Notably, mutants of Crz1, Nrg1, Usv101, Gat201, and Zap104 exhibit increased susceptibility to polyene or azole drugs [15], suggesting that these broad-spectrum target TFs could also be exploited as combination therapeutic targets of antifungal drugs that are already clinically available. However, regardless of orthologous relationship for the common virulence-regulating TFs between C. neoformans and C. albicans, the homologous region is mainly restricted to the DNA binding region. Therefore, it will be still challenging to develop a broad-spectrum antifungal agent that specifically targets the TFs.

How About Exploiting Narrow-Spectrum Antifungal Drug Targets?

Although broad-spectrum antifungal drugs are generally favored from an industrial perspective, they have some potential drawbacks. For example, any known or unknown commensal or mutualistic fungal species in humans could be broadly affected, which may affect the balance of the normal microflora and cause secondary infection with other unwanted pathogens. In fact, C. albicans is part of the normal microflora in the gastrointestinal tract of healthy individuals. Therefore, if the identity of a fungal pathogen could be determined in the early stage of mycoses, pathogen-specific, narrow-spectrum targets could be even more optimal, and any drugs targeting such TFs would be expected to have less toxic effects (Fig 2). Several evolutionarily divergent, virulence-regulating TFs could be exploited as narrow-spectrum antifungal drugs.

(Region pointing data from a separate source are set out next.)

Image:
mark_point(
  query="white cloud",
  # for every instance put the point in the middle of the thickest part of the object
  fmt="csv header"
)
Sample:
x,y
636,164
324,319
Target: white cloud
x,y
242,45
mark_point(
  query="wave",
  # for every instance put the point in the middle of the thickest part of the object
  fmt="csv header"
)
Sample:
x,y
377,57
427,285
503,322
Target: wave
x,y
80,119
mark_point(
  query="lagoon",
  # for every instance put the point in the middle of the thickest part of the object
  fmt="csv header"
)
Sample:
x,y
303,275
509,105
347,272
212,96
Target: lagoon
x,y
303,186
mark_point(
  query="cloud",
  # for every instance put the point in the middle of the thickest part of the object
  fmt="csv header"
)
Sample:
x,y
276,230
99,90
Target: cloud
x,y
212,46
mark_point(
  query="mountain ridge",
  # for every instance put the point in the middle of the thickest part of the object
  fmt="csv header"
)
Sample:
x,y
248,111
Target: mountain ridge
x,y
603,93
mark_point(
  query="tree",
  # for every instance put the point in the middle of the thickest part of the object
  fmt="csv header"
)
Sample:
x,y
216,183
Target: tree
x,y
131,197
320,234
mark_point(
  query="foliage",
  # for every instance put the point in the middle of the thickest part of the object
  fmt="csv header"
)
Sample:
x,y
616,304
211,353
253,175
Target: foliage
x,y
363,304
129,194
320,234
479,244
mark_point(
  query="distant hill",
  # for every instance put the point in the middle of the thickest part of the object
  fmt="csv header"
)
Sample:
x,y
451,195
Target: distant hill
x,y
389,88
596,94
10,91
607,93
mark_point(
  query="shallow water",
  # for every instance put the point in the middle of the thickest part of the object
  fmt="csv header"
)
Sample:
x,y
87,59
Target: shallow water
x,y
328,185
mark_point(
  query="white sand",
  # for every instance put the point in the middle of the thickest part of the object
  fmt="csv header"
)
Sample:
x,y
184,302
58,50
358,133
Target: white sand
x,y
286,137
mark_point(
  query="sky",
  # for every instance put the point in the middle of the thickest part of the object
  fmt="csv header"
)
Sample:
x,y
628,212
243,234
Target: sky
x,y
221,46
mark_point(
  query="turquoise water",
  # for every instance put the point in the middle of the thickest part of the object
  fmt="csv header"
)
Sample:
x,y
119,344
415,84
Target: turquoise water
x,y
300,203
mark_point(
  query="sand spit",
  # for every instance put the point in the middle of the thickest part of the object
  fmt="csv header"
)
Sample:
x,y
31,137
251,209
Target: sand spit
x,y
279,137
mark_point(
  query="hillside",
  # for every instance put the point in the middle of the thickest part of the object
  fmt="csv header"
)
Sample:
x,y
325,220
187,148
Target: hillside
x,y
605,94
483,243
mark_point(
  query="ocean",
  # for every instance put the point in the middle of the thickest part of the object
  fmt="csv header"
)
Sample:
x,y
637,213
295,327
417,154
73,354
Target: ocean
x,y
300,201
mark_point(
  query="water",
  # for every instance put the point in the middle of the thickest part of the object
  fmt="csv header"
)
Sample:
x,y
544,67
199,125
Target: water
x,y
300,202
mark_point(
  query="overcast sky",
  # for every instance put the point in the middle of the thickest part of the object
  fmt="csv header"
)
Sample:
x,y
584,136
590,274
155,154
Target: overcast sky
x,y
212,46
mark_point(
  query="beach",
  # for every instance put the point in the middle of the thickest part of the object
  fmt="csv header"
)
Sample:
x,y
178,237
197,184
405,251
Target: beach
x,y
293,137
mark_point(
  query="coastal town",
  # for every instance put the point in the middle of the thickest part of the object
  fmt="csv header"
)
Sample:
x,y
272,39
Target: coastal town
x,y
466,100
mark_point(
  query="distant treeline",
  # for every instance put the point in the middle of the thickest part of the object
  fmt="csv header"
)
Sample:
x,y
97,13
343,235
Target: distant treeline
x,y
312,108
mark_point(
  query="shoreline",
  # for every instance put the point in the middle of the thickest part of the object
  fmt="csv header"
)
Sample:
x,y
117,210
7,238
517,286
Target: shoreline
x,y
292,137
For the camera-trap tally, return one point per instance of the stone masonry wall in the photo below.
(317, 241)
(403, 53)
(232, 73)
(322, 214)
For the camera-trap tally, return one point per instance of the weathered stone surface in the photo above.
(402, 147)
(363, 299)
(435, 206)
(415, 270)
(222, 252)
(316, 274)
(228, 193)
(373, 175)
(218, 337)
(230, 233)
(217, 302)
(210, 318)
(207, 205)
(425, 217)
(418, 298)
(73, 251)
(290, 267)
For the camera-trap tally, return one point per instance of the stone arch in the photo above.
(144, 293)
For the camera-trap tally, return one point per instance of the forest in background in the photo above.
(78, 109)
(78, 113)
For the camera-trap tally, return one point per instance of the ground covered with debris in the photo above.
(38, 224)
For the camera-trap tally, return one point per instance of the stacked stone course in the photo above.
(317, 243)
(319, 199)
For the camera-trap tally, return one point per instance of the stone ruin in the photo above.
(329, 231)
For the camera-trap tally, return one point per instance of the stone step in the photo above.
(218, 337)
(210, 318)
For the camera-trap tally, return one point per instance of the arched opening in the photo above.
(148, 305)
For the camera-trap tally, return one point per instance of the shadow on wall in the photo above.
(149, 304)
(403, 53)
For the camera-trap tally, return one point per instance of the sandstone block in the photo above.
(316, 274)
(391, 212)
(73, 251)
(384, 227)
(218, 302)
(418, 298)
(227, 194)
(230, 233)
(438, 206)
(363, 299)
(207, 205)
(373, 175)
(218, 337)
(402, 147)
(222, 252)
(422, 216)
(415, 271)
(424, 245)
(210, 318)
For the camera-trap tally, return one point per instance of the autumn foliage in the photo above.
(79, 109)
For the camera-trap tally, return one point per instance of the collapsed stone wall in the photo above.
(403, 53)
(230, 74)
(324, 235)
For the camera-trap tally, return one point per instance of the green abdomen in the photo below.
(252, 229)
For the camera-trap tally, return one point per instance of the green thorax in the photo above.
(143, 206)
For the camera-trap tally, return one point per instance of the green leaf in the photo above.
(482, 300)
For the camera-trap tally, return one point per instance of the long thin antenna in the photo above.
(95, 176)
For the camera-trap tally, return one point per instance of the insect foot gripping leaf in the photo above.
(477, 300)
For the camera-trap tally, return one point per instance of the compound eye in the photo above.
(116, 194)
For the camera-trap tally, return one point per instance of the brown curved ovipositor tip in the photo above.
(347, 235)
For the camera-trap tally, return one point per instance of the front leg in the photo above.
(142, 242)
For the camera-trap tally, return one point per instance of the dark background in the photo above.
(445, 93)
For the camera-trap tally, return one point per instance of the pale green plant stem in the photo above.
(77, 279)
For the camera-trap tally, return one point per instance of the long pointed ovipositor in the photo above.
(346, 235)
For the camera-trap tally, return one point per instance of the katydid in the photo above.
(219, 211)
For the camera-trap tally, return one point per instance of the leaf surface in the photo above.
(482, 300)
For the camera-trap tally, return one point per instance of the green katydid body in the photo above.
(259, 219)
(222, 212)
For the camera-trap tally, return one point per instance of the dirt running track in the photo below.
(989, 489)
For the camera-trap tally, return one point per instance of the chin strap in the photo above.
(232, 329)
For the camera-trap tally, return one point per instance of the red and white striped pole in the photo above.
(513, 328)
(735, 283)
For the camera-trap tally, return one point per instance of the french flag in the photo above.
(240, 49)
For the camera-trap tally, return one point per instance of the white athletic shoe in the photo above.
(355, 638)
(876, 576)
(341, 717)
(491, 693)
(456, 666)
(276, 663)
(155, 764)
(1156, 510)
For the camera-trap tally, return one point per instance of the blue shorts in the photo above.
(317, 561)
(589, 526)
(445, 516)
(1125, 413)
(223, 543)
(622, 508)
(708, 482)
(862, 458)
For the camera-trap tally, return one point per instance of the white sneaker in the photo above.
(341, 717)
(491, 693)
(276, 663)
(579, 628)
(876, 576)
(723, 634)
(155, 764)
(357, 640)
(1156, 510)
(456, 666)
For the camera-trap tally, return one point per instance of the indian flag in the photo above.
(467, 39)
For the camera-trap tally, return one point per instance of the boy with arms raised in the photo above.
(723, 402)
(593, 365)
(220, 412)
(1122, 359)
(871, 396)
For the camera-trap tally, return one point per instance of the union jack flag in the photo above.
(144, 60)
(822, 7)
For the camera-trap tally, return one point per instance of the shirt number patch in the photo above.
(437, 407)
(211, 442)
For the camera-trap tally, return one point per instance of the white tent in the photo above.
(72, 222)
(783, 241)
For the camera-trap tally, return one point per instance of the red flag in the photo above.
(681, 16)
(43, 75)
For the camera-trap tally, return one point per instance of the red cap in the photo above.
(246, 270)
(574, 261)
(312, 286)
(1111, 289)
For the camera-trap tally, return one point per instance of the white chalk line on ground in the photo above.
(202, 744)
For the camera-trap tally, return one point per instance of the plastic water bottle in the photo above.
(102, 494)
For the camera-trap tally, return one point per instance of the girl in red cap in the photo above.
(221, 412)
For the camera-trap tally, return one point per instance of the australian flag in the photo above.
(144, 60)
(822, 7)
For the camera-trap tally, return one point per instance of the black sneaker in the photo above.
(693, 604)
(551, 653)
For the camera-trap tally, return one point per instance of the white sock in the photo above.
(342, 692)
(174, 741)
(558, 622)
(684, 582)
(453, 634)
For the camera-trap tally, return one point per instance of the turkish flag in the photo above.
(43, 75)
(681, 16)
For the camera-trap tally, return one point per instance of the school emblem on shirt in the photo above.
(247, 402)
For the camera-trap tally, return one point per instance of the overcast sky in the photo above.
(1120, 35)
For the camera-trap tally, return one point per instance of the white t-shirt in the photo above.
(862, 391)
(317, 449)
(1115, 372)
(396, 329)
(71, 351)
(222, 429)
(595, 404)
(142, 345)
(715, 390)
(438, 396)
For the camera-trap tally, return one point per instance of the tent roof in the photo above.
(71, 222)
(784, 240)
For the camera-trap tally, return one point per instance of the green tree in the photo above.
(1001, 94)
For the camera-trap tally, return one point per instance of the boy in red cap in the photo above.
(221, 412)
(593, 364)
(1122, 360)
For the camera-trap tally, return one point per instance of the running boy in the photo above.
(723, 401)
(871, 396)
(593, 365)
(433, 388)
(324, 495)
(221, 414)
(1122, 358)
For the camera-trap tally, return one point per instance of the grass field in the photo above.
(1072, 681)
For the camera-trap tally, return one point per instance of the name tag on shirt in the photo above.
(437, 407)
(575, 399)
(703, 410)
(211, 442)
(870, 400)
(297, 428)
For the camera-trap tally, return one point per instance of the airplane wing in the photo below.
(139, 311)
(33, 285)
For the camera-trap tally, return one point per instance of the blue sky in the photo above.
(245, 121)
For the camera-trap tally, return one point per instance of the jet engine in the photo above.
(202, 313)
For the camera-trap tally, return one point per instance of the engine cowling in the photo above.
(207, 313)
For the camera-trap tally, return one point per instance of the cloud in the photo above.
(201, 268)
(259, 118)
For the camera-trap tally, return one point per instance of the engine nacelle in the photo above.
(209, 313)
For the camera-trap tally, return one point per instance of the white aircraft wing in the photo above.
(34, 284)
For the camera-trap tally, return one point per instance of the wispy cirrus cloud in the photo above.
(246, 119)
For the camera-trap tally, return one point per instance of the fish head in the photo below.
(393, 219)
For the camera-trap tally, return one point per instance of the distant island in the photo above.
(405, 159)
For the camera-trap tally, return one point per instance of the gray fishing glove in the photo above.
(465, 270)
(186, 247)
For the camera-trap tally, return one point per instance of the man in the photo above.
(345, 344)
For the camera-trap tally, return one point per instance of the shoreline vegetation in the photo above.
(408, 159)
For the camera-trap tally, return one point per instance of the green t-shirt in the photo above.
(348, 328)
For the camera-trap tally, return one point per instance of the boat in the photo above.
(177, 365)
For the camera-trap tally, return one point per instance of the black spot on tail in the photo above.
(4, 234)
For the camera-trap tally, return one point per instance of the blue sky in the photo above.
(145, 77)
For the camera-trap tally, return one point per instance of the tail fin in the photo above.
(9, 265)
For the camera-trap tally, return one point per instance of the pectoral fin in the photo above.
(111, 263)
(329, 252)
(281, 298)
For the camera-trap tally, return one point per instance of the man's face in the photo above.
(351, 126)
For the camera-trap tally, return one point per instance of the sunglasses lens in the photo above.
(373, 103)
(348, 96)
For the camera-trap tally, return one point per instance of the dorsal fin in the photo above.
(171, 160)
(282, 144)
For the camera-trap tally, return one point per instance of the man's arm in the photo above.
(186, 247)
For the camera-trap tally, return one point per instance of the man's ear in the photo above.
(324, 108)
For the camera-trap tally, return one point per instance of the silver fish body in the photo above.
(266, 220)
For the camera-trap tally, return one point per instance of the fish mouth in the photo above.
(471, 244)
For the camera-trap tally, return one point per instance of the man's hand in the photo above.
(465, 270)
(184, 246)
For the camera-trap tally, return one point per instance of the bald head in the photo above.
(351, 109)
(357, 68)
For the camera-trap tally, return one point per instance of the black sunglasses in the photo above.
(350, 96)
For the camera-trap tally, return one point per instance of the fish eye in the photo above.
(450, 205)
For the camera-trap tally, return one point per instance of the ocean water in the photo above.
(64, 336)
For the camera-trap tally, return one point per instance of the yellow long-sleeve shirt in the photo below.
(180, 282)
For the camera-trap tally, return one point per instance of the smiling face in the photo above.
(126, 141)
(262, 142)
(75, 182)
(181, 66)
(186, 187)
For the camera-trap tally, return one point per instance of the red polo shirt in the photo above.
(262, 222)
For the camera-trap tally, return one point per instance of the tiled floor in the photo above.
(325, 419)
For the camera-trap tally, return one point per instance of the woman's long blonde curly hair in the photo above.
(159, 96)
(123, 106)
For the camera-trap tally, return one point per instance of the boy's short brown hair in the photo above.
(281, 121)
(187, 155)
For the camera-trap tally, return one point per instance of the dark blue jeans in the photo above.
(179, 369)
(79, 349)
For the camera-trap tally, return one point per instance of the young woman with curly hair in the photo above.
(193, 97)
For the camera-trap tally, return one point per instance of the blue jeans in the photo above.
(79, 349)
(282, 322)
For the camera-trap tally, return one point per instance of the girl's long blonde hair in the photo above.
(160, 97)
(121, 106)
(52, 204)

Among many narrow-spectrum TF target candidates, Efg1 is the best characterized in C. albicans. Efg1, which is mainly controlled by the cAMP/PKA pathway, controls hyphal development and white-opaque phenotypic switching, both of which are critically involved in the pathogenicity of C. albicans [32]. In C. neoformans, HXL1, which is a bona fide downstream transcription factor of the Ire1 kinase in the unfolded-protein response pathway, is most notable, as its structure is evolutionarily divergent from its counterpart in humans (Xbp1) and its deletion completely abolishes the virulence of C. neoformans [33]. Another major benefit of targeting Efg1 or Hxl1 is that their inhibition strongly enhances the susceptibility to azole drugs [33,34], suggesting that they could be exploited as both single and combination therapeutic methods.

Perspectives

As large-scale functional genomics data of fungal TFs become more readily available and their roles in fungal pathogenicity are uncovered, chemical biologists will become more interested in developing TF-targeting antifungal agents. To provide an efficient drug screening system exploiting virulence-regulating TFs, the following data need to be accumulated: (1) identification of direct DNA-binding elements; (2) structural characterization and functional domain analysis; (3) identification of any essential interacting partners, particularly co-activators; and (4) identification of any upstream regulators and downstream effector proteins. The core consensus DNA-binding motif for Crz1, CDRE (calcineurin-dependent response element), has been shown to be present in some fungi [17]. Recently, Maier et al. identified DNA-binding motifs for Gat201, Nrg1, and Usv101 by chromatin immunoprecipitation-sequence analysis in C. neoformans [16]. This information will be useful in constructing any drug-screening system for identifying direct inhibitors of TF-DNA interactions. In conclusion, a further in-depth molecular and genetic analysis of the virulence-regulating TFs will provide new insight into developing novel classes of antifungal agents that could resolve the problems associated with the currently available drugs.